Publication | Closed Access
Multi-tenant GPU Clusters for Deep Learning Workloads: Analysis and Implications
43
Citations
35
References
2018
Year
Unknown Venue
Multi-tenant Gpu ClustersCluster ComputingEngineeringMachine LearningGpu BenchmarkingMachine Learning ToolBig Data AnalyticsComputer ArchitectureGpu ComputingData ScienceEmbedded Machine LearningParallel ComputingBig DataJob SchedulerMassively-parallel ComputingComputer EngineeringDeep Learning FrameworksComputer ScienceDeep LearningGpu ClusterData-intensive ComputingGpu ArchitectureEdge ComputingCloud ComputingParallel ProgrammingWorkload Perspective
With widespread advances in machine learning, a number of large enterprises are beginning to incorporate machine learning models across a number of products.
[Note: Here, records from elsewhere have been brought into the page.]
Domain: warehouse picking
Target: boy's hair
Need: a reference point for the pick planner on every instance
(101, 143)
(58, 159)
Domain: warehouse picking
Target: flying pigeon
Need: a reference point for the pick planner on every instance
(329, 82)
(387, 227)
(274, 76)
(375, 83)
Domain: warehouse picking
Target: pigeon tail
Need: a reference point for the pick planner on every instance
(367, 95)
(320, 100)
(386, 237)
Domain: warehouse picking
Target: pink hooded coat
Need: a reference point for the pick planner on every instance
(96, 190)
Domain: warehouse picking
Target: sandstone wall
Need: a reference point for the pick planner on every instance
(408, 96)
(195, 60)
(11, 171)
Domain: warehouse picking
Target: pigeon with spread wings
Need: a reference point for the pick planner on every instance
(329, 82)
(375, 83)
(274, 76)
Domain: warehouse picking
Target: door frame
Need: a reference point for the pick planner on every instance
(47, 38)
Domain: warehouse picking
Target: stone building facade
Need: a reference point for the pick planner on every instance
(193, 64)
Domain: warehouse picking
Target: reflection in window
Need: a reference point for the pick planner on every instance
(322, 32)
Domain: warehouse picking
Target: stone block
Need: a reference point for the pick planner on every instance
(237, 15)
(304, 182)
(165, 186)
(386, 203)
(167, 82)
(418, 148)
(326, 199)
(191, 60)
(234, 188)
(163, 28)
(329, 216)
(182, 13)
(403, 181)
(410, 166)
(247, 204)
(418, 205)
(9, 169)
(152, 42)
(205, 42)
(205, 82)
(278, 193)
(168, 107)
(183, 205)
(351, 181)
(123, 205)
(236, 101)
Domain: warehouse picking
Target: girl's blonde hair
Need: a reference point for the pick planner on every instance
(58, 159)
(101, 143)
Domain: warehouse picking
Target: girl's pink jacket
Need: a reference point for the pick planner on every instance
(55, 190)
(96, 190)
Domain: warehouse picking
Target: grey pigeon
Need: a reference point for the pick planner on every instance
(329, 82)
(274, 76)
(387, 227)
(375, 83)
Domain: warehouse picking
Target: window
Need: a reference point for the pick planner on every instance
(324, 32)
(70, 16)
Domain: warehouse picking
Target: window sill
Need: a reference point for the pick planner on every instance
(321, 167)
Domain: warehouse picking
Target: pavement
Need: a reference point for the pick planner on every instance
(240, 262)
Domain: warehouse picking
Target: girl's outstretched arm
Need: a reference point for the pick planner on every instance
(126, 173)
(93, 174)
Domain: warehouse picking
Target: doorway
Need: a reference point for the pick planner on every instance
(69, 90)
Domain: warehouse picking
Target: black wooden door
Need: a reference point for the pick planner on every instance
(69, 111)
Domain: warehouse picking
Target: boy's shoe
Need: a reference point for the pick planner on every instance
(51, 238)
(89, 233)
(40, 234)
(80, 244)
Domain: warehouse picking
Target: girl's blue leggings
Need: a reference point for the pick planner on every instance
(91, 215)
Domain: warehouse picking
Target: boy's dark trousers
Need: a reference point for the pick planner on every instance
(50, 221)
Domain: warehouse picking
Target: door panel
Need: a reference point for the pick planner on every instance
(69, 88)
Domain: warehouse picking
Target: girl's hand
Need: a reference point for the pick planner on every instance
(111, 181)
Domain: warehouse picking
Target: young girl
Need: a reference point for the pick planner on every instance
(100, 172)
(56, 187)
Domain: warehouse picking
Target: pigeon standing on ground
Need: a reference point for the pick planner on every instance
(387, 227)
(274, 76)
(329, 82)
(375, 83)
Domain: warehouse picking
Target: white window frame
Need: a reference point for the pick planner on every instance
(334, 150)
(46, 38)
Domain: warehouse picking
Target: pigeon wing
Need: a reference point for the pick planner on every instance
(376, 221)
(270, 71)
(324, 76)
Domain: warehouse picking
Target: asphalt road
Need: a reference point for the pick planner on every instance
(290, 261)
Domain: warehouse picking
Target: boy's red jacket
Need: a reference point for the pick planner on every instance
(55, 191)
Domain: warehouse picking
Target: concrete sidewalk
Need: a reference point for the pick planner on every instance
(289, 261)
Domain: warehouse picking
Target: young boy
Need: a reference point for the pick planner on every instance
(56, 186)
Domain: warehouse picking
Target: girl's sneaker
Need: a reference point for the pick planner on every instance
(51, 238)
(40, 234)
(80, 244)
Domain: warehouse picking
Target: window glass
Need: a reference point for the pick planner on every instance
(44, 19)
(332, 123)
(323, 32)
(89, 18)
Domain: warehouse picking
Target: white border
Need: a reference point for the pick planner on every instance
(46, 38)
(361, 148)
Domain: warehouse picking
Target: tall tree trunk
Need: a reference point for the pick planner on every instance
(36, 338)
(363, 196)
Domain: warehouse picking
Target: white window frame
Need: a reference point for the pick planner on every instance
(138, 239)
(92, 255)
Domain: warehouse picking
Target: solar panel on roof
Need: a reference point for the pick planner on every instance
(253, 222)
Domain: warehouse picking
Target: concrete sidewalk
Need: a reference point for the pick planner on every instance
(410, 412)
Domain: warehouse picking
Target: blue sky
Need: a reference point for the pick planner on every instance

These models are typically trained on shared, multi-tenant GPU clusters. Similar to existing cluster computing workloads, scheduling frameworks aim to provide features like high efficiency, resource isolation, fair sharing across users, etc. However Deep Neural Network (DNN) based workloads, predominantly trained on GPUs, differ in two significant ways from traditional big data analytics workloads. First, from a cluster utilization perspective, GPUs represent a monolithic resource that cannot be shared at a fine granularity across users. Second, from a workload perspective, deep learning frameworks require gang scheduling reducing the flexibility of scheduling and making the jobs themselves inelastic to failures at runtime. In this paper we present a detailed workload characterization of a two-month long trace from a multi-tenant GPU cluster in a large enterprise. By correlating scheduler logs with logs from individual jobs, we study three distinct issues that affect cluster utilization for DNN training workloads on multi-tenant clusters: (1) the effect of gang scheduling and locality constraints on queuing, (2) the effect of locality on GPU utilization, and (3) failures during training. Based on our experience running a large-scale operation, we provide design guidelines pertaining to next-generation cluster schedulers for DNN training workloads.